The last green shoot comes from China. The Chinese recovery is more a flood of money pushed into the streets along with doctored statistics. I have read some things about the Chinese real estate market, which has to be 4 or 5 times the size of the normal US market, but only for a temporary period of time. The real business in China is building, not manufacturing and I am reading of entire cities of empty buildings. Thus, once this surplus is exposed, once the speculative bubble bursts and once the truth about the Chinese economy comes to the surface, the whole game washes out. It appears that the Chinese housing game has about 5 to 10 years left then the dance stops. I don't mean it slows down, but just flat stops. They have enough housing under construction right now for about 70 million people and enough capacity to build about 50 million worth of housing annually. There are only about 300 million people left to move from the rural areas, thus 6 years minus what is already sitting around vacant and the game is done. I don't even bring up the fact that the Chinese population is set to start expiring at a massive rate in a few years as the 1 child policy begins to take its toll. This is not good news for the mining industry and for those that believe in peak oil as already being reached. It is good news for the rest of us, save the fact that the economic impact on the world is going to be great.
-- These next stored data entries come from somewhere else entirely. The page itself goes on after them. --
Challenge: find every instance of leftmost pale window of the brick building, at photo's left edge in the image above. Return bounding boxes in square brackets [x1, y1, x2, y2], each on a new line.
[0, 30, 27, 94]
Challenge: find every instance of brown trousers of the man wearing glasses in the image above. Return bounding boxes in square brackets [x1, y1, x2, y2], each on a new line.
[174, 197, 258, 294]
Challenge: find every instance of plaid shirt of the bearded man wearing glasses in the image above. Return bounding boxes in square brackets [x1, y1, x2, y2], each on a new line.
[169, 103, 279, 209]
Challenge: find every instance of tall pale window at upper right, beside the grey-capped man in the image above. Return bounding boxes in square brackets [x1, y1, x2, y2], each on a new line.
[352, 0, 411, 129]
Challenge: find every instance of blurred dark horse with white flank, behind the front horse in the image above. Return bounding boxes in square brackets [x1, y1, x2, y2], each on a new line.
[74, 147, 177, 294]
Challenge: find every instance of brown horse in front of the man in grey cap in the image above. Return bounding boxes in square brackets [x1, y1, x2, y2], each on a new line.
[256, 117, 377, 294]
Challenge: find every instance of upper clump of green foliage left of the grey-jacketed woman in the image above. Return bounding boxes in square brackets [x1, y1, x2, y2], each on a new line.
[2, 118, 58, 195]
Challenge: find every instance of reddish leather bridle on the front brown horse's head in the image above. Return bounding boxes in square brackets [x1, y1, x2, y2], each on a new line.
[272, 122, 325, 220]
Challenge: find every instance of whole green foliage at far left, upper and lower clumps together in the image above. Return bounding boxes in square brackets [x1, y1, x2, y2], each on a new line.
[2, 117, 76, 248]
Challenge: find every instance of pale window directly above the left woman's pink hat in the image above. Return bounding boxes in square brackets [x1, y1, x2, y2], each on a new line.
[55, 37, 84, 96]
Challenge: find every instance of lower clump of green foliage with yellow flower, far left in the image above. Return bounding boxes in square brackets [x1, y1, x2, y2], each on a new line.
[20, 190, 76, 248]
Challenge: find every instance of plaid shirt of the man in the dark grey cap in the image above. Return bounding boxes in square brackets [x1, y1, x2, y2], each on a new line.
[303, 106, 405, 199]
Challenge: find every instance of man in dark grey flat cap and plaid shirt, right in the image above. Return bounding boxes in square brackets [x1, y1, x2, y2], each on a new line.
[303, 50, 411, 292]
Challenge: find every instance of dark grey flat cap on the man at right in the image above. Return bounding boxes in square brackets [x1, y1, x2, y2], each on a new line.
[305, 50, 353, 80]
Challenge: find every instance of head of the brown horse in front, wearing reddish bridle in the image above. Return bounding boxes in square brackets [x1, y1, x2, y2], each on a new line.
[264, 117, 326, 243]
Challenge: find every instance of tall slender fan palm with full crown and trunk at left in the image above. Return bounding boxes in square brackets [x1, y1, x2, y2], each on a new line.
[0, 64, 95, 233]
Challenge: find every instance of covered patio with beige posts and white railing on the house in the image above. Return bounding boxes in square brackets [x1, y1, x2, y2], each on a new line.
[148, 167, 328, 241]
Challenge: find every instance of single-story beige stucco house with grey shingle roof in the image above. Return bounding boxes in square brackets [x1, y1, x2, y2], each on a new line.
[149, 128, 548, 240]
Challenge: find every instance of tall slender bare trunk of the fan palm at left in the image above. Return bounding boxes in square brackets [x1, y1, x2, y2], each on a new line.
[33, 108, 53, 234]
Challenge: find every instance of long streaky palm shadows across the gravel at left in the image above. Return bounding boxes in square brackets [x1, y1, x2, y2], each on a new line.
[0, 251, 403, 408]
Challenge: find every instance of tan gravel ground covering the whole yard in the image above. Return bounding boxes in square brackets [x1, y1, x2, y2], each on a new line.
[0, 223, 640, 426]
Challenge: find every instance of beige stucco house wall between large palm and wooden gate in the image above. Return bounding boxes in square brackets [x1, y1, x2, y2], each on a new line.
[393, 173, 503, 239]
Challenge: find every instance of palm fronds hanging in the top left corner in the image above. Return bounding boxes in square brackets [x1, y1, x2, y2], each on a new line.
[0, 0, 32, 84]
So you have it. Green shoots is one of the biggest fairy tales in economic history. I think we had a muddle through economy a few years ago. This time, we are likely to see a just lay there economy. The effect of this on economic growth and corporate profits is going to be devastating. Stocks and retirement funds are going to shrink to next to nothing and life as we know it is going to change. It would be very beneficial to all if I am wrong here, but I don't believe that is going to be the case. I look for the Dow to possibly touch 10,000, maybe even a little higher, then the bear to come out again, stronger than he was the first time. The government will forget about saving the banks this time and start working to save itself.